Federal Policy Should Support Public Investments and Progressive Taxation
Over the past two decades, there has been a significant shift toward achieving policy goals through the tax system. This has included an expansion of refundable tax credits, such as the Earned Income Tax Credit (EITC) and the refundable portion of the child tax credit. However, the tax system still includes large numbers of incentives provided through tax deductions, which provide a greater benefit to higher income households and no benefit at all to households who do not owe federal income taxes. This is both morally unjustified and economically inefficient; whenever possible, deductions and non-refundable credits should be replaced by refundable credits. As part of its 2010 Federal Policy Recommendations, CLASP recommends that Congress:
Make permanent tax provisions in the recovery act that helped low-income families. The American Recovery and Reinvestment Act of 2009 (ARRA) created a new refundable Making Work Pay tax credit, and lowered the income threshold at which families begin to benefit from the child tax credit to $3,000. President Obama's FY 2010 budget called for an extension of these improvements, which have been estimated to have lifted more than 3 million Americans out of poverty in 2009. Congress should make these improvements permanent.

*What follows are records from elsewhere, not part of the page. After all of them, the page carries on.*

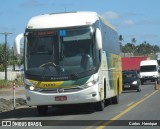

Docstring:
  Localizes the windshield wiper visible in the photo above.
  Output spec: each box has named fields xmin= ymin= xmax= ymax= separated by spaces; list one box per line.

xmin=40 ymin=62 xmax=57 ymax=68
xmin=40 ymin=62 xmax=65 ymax=80
xmin=39 ymin=62 xmax=58 ymax=80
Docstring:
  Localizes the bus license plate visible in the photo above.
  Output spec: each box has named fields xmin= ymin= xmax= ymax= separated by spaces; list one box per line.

xmin=55 ymin=96 xmax=67 ymax=101
xmin=124 ymin=85 xmax=130 ymax=88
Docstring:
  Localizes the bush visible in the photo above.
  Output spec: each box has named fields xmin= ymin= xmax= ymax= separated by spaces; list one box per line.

xmin=0 ymin=80 xmax=24 ymax=89
xmin=0 ymin=64 xmax=4 ymax=71
xmin=0 ymin=80 xmax=11 ymax=88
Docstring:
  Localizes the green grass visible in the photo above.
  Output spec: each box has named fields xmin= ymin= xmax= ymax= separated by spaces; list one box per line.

xmin=0 ymin=80 xmax=11 ymax=88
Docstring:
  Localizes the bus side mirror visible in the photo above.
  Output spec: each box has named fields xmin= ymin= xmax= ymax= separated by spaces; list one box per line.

xmin=95 ymin=28 xmax=102 ymax=50
xmin=14 ymin=33 xmax=24 ymax=55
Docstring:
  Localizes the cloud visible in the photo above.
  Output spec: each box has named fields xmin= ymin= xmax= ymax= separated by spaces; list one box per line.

xmin=122 ymin=13 xmax=137 ymax=18
xmin=103 ymin=11 xmax=121 ymax=20
xmin=102 ymin=11 xmax=137 ymax=28
xmin=122 ymin=20 xmax=135 ymax=26
xmin=137 ymin=20 xmax=160 ymax=25
xmin=20 ymin=0 xmax=46 ymax=8
xmin=103 ymin=11 xmax=138 ymax=20
xmin=120 ymin=19 xmax=160 ymax=27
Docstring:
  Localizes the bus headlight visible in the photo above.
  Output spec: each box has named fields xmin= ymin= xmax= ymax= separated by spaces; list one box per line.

xmin=24 ymin=79 xmax=36 ymax=91
xmin=78 ymin=78 xmax=99 ymax=89
xmin=132 ymin=81 xmax=138 ymax=85
xmin=86 ymin=81 xmax=95 ymax=87
xmin=29 ymin=85 xmax=35 ymax=90
xmin=153 ymin=75 xmax=157 ymax=78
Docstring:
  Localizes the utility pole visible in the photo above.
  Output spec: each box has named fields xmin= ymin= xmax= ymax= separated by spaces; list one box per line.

xmin=0 ymin=32 xmax=12 ymax=80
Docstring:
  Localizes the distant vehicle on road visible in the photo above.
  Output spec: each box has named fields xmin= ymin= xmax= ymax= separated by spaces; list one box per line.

xmin=156 ymin=53 xmax=160 ymax=67
xmin=139 ymin=60 xmax=160 ymax=85
xmin=122 ymin=70 xmax=141 ymax=92
xmin=122 ymin=56 xmax=148 ymax=71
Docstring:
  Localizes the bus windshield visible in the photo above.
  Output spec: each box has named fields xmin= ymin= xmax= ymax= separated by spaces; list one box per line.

xmin=25 ymin=27 xmax=98 ymax=80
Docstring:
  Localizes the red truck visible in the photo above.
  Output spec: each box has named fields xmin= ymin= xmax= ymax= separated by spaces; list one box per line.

xmin=122 ymin=56 xmax=148 ymax=71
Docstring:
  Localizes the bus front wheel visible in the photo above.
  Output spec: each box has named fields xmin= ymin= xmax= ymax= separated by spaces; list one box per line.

xmin=37 ymin=105 xmax=48 ymax=115
xmin=111 ymin=95 xmax=119 ymax=104
xmin=95 ymin=100 xmax=104 ymax=111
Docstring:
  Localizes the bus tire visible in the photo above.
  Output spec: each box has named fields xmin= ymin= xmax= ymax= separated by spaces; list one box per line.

xmin=111 ymin=79 xmax=120 ymax=104
xmin=111 ymin=79 xmax=119 ymax=104
xmin=105 ymin=98 xmax=111 ymax=105
xmin=157 ymin=78 xmax=160 ymax=85
xmin=141 ymin=81 xmax=144 ymax=85
xmin=37 ymin=105 xmax=48 ymax=115
xmin=111 ymin=95 xmax=119 ymax=104
xmin=95 ymin=100 xmax=104 ymax=111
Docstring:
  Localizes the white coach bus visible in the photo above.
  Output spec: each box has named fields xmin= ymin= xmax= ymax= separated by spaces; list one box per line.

xmin=14 ymin=12 xmax=122 ymax=115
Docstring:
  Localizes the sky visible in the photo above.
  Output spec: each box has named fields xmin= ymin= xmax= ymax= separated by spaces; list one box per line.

xmin=0 ymin=0 xmax=160 ymax=47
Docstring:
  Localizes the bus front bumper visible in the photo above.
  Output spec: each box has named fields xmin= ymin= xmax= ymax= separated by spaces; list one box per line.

xmin=25 ymin=85 xmax=100 ymax=106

Make more tax credits refundable. Most tax credits that are not targeted to low-income workers are not refundable, meaning that individuals and families who do not owe federal income taxes are not eligible for them. This makes these credits regressive, and denies their incentives to low-income workers and families. Tax credits including the Dependent Care Tax Credit, the Savers Credit, and the higher education tax credits should be made refundable.

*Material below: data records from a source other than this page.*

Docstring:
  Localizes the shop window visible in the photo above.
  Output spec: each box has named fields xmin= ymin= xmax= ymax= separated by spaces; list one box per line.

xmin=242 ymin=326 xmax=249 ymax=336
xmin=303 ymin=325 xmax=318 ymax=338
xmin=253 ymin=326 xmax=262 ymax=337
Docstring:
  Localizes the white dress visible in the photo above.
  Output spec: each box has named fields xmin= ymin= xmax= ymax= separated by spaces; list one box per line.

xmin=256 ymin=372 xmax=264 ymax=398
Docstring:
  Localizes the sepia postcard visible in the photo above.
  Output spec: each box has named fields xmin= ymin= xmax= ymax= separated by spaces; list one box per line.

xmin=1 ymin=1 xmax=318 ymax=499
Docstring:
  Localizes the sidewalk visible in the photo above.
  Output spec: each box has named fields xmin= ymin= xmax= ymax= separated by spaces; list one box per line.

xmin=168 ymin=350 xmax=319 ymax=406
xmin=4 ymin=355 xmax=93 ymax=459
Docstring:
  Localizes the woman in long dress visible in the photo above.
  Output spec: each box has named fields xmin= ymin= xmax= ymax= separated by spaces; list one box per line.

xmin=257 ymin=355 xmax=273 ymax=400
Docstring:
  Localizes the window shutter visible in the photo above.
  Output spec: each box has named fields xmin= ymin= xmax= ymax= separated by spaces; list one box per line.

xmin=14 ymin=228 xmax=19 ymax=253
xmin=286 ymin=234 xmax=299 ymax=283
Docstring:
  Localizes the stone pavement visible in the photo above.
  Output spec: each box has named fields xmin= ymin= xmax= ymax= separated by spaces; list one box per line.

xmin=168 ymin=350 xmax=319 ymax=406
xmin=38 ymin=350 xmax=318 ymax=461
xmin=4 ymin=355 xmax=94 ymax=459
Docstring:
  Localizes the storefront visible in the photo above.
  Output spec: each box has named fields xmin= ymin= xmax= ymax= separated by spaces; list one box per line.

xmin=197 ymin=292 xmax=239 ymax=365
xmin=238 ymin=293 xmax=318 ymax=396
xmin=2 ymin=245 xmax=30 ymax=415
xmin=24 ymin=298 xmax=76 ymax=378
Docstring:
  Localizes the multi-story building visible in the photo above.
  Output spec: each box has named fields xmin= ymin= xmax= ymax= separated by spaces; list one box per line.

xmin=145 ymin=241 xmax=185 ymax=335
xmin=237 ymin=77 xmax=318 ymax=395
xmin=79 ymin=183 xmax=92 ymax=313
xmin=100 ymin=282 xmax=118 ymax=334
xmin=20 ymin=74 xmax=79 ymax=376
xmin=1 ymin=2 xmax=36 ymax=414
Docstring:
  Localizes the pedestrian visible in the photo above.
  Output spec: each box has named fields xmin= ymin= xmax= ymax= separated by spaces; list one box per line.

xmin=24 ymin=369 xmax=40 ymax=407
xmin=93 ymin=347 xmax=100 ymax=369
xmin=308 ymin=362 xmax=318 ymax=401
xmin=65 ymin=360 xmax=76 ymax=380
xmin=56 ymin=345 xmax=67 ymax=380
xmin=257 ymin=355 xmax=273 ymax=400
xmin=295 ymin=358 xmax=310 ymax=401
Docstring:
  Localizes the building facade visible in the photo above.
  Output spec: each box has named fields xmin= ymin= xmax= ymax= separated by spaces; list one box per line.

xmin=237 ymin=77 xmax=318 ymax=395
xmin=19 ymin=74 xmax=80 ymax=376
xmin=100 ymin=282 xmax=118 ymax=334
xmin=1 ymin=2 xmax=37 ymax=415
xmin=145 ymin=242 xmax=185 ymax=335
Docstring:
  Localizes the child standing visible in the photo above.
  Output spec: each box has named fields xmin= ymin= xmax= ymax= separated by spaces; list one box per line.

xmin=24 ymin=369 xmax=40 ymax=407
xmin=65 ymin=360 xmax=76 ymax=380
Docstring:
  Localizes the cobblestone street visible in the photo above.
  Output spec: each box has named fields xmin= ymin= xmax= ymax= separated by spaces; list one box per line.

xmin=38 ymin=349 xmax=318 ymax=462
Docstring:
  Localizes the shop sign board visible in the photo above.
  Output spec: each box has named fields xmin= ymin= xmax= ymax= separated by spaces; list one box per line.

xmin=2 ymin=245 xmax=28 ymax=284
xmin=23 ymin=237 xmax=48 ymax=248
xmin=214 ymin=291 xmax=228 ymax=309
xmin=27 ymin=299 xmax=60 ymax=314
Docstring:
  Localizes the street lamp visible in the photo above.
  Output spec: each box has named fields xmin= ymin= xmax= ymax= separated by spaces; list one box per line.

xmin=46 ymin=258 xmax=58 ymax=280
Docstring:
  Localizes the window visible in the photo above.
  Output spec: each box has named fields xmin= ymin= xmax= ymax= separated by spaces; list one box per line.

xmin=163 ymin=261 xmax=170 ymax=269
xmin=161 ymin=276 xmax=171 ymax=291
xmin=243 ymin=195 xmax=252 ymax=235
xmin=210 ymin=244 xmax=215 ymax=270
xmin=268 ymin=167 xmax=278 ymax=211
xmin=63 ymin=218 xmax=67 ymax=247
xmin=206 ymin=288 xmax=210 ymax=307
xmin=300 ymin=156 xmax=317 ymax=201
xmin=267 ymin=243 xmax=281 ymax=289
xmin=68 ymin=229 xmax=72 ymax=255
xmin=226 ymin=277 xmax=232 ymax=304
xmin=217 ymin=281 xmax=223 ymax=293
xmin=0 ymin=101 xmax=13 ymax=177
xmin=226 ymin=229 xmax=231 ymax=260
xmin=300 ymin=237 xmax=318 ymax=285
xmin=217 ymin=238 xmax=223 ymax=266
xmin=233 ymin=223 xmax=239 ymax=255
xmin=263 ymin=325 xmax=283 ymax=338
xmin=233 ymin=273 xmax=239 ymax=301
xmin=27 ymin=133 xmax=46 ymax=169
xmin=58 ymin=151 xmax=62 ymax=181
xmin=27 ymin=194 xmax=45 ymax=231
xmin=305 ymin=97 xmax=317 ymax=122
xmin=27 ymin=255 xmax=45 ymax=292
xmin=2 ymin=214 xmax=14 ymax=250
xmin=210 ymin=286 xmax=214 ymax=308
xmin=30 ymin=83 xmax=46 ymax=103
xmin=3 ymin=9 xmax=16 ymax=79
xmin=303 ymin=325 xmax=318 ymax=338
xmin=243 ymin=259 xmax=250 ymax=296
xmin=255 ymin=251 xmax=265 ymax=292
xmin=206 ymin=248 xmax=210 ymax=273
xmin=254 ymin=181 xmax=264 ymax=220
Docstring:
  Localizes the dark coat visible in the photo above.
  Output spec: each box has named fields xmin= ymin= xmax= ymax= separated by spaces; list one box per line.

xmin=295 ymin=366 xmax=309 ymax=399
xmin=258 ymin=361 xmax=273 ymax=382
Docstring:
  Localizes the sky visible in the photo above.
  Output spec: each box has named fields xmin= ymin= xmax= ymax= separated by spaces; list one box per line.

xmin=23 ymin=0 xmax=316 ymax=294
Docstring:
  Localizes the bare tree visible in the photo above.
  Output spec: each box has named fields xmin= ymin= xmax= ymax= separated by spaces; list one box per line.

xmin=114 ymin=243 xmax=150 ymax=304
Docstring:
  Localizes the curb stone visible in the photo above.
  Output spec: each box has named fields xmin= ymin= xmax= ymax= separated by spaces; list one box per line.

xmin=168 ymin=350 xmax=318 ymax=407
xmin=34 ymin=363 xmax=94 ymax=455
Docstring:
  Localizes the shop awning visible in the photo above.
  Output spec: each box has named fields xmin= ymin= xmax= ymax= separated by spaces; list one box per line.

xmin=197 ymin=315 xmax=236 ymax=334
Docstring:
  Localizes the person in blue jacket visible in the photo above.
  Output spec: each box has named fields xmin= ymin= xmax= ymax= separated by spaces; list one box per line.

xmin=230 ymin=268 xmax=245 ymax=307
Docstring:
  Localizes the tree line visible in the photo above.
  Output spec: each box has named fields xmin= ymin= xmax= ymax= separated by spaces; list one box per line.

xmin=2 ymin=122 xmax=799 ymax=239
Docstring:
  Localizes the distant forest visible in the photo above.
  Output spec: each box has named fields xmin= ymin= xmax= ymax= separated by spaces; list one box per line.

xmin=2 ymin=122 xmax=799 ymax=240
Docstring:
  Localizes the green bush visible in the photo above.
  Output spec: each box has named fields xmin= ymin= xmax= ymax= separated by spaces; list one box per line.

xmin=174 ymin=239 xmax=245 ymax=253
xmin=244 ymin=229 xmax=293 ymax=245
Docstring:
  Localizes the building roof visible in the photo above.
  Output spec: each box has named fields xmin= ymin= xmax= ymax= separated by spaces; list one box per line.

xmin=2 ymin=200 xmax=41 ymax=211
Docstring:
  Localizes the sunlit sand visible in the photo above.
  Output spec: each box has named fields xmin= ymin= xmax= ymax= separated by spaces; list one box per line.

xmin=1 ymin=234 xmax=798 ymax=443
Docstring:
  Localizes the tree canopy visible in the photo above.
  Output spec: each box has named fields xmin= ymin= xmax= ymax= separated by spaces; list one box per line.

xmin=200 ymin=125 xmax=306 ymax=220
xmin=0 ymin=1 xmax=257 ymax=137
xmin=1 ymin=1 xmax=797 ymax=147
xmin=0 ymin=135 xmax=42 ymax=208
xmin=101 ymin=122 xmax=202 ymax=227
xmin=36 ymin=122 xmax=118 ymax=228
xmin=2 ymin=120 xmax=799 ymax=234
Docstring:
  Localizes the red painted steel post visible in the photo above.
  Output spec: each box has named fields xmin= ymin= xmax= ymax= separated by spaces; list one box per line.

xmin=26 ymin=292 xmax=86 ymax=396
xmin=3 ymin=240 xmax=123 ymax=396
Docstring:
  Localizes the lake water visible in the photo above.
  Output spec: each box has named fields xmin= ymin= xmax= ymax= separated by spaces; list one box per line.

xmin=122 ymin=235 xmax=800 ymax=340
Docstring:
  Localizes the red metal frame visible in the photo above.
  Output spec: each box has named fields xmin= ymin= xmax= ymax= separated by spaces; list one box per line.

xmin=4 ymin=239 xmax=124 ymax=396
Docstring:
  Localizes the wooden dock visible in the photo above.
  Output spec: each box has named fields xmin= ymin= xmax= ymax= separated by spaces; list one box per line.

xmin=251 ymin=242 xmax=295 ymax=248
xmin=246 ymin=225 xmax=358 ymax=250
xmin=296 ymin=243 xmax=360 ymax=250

Adopt tax policies that provide a sustainable revenue base for the nation's shared priorities. Next year, the large tax cuts enacted in 2001 and 2003 are scheduled to expire. These cuts mostly benefited high income households, and deeply undermined the nation's budgetary stability, resulting in significant deficits even before the current economic crisis. To ensure the government's ability to make the short- and long-term investments that are critical to ensuring all Americans have economic opportunities, it is necessary to adopt tax policies that provide for a realistic revenue base. Congress should allow the tax giveaways to the highest income households to expire, including the existing reductions in the taxation of capital gains, dividends, and estates.